Program

Mellon/ACLS Dissertation Completion Fellowships, 2013

Project

Shakespeare's Networks

Department

English Literature

Abstract

This project argues that Shakespeare's social relationships and institutional affiliations greatly affected the composition of his works. Combining an examination of his intertextual engagements with an investigation of the social contexts through which he knew his fellow authors, it traces how Shakespeare's writing practice grew in a dialectical process with his peers' writing, and how institutional atmospheres such as that of the Middle Temple conditioned this dialectic.
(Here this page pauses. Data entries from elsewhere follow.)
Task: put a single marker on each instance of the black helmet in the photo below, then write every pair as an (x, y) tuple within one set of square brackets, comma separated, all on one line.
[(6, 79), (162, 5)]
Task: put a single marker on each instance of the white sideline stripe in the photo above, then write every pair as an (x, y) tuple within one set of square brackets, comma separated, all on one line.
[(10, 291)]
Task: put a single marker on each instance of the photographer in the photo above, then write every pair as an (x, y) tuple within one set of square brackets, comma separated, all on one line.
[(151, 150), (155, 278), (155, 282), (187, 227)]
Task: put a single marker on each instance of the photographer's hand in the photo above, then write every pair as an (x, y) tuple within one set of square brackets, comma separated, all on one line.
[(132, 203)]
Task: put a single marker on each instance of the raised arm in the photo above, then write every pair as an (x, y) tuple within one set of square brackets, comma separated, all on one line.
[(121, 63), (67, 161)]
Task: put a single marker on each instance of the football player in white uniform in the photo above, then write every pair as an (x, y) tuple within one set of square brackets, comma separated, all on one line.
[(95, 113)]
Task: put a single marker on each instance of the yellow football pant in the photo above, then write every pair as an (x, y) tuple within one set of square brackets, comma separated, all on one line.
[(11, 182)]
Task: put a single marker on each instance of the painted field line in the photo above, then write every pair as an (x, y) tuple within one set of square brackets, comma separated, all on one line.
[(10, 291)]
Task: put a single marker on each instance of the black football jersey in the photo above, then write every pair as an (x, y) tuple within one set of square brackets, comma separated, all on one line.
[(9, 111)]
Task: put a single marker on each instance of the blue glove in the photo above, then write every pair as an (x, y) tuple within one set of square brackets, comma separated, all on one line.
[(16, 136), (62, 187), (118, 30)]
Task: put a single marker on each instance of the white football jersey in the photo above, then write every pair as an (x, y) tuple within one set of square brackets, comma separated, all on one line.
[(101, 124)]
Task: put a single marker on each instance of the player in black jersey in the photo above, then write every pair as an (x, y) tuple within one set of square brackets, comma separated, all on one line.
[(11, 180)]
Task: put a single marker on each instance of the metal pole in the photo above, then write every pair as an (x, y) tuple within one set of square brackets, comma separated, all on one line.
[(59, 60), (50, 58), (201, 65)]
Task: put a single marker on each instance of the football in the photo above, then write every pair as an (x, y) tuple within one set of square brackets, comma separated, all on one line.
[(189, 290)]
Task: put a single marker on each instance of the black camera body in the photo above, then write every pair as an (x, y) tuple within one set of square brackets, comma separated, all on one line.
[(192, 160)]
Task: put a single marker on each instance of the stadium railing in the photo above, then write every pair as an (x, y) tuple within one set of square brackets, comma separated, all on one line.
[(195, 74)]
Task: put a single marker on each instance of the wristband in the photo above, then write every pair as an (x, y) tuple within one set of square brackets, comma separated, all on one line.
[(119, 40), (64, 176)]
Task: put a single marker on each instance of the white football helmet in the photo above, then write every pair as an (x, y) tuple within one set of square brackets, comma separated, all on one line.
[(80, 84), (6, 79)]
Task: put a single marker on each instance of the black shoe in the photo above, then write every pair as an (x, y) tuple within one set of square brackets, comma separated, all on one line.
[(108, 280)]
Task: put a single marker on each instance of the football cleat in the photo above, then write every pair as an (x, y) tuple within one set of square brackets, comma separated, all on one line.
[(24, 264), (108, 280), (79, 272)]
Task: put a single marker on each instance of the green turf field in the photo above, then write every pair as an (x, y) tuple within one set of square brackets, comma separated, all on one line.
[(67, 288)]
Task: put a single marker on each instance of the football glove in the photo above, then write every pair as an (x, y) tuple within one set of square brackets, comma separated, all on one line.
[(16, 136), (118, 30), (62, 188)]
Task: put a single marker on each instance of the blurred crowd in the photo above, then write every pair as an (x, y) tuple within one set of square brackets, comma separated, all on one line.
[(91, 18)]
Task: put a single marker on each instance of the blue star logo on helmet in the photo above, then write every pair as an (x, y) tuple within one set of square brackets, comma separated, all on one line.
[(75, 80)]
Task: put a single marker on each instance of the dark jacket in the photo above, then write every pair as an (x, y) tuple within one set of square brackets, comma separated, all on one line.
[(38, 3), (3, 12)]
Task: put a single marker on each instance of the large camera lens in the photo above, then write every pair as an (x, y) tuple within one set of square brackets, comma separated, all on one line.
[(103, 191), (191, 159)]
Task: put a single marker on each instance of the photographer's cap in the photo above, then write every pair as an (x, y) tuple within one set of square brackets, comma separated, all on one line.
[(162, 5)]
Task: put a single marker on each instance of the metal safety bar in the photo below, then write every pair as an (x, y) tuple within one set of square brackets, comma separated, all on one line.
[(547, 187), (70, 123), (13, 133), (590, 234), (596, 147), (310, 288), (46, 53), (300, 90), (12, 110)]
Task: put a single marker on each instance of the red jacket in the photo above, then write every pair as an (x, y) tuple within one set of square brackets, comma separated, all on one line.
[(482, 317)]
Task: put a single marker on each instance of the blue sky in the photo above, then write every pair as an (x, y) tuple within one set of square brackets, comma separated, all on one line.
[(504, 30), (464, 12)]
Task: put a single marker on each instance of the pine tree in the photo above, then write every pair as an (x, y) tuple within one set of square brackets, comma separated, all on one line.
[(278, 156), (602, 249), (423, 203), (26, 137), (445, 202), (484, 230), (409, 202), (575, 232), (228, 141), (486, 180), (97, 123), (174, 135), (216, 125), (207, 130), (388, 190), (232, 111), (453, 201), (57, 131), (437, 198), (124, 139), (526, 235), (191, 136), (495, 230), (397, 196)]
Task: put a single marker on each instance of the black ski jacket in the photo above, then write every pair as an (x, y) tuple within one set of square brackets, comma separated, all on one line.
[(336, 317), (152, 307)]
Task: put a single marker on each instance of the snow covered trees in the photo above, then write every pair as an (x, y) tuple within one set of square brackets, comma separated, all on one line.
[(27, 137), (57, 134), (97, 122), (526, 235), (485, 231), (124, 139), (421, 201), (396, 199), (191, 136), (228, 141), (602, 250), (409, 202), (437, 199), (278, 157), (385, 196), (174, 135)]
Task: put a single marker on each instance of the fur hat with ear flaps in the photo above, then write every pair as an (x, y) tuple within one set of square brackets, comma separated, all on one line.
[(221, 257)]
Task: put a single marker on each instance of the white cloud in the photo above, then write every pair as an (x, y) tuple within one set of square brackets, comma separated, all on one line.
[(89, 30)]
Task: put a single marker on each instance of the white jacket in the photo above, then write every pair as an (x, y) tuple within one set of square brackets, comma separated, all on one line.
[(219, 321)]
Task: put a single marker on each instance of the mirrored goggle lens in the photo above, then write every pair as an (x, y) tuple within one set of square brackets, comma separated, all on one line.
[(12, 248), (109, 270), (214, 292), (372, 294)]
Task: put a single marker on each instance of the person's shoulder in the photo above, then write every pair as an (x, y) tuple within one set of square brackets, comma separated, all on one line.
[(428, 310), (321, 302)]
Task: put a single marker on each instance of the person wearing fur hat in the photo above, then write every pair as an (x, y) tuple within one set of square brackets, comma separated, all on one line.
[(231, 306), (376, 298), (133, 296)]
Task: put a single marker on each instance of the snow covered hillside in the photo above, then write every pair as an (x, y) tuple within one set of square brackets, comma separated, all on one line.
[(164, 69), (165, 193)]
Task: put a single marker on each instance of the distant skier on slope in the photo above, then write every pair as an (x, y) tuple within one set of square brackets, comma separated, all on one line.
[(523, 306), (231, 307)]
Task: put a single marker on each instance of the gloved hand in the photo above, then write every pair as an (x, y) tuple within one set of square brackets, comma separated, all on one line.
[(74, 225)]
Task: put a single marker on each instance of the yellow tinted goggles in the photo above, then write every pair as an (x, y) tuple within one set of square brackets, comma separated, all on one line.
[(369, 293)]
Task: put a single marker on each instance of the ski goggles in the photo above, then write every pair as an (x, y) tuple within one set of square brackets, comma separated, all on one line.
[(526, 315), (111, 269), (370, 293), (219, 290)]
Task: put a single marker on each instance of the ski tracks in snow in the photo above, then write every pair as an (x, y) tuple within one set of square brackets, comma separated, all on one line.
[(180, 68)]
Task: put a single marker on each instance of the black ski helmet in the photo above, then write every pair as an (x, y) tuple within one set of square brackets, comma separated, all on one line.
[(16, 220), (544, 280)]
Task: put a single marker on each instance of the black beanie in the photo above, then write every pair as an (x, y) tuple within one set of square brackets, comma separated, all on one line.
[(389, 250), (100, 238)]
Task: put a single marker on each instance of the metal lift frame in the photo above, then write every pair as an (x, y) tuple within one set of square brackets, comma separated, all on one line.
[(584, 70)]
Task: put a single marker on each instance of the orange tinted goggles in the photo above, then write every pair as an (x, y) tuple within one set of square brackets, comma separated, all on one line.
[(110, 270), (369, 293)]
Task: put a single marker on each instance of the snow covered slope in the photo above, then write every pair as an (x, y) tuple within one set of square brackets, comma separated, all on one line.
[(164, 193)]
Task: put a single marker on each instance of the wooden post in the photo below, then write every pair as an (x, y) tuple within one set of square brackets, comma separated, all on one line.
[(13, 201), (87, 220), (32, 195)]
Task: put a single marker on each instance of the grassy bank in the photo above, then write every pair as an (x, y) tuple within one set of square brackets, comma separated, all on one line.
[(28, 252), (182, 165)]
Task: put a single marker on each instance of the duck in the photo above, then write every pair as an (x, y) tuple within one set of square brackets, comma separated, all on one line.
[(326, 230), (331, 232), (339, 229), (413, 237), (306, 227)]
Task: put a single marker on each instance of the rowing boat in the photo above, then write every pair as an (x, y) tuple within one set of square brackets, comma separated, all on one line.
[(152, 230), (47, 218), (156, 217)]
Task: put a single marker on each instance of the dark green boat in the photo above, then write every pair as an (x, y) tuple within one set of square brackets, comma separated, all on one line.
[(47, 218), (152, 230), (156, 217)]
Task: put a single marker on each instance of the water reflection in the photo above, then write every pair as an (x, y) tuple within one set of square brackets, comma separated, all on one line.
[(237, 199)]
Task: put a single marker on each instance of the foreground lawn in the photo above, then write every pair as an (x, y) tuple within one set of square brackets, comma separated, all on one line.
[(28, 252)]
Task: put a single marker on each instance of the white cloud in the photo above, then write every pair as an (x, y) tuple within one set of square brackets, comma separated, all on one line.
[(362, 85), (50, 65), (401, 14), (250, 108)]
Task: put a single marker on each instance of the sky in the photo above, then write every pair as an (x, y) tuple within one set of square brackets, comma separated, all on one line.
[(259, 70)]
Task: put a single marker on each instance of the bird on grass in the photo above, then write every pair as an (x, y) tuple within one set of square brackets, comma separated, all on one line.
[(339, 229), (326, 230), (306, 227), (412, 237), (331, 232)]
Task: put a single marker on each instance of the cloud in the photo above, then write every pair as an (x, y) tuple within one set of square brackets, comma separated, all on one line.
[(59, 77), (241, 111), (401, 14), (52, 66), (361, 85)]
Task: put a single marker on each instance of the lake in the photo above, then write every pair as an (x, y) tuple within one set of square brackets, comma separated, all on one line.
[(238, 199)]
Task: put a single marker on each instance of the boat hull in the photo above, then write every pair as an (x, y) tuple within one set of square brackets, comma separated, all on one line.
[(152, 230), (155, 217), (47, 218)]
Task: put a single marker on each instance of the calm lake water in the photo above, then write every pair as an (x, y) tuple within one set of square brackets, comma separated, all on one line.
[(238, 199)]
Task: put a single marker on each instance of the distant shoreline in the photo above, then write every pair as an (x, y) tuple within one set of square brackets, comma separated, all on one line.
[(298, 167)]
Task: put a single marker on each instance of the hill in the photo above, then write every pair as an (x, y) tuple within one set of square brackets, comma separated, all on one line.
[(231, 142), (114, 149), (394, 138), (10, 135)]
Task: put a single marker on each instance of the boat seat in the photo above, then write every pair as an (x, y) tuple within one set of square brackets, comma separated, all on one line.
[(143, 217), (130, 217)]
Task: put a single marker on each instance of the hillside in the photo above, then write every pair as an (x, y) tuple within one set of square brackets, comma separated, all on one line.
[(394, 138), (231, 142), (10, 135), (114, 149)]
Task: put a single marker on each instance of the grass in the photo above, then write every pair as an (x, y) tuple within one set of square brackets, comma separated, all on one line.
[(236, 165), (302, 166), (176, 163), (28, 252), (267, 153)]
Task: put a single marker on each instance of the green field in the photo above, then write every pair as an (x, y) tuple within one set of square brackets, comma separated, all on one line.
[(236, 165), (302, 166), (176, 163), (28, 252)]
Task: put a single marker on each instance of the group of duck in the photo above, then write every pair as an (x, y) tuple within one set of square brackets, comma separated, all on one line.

The dissertation, contending that we need to study these influences when assessing his literary agenda, reads Shakespeare's works against the backdrop of his social networks in order to achieve a fuller understanding of the works themselves, his writing practice, and his place in early modern literary culture.

Program

ACLS Project Development Grants, 2019

Project

Shakespeare's Networks

Department

English

Abstract

This project offers a new account of Shakespeare’s career by arguing that his social networks and institutional affiliations strongly influenced his works. It demonstrates that the social environments Shakespeare inhabited possessed distinctive literary discourses to which he contributed, and generates new readings of his most enigmatic plays by placing them back in these original discursive contexts. The grant will facilitate completion of the manuscript by supporting research and writing during the summer and fall of 2019.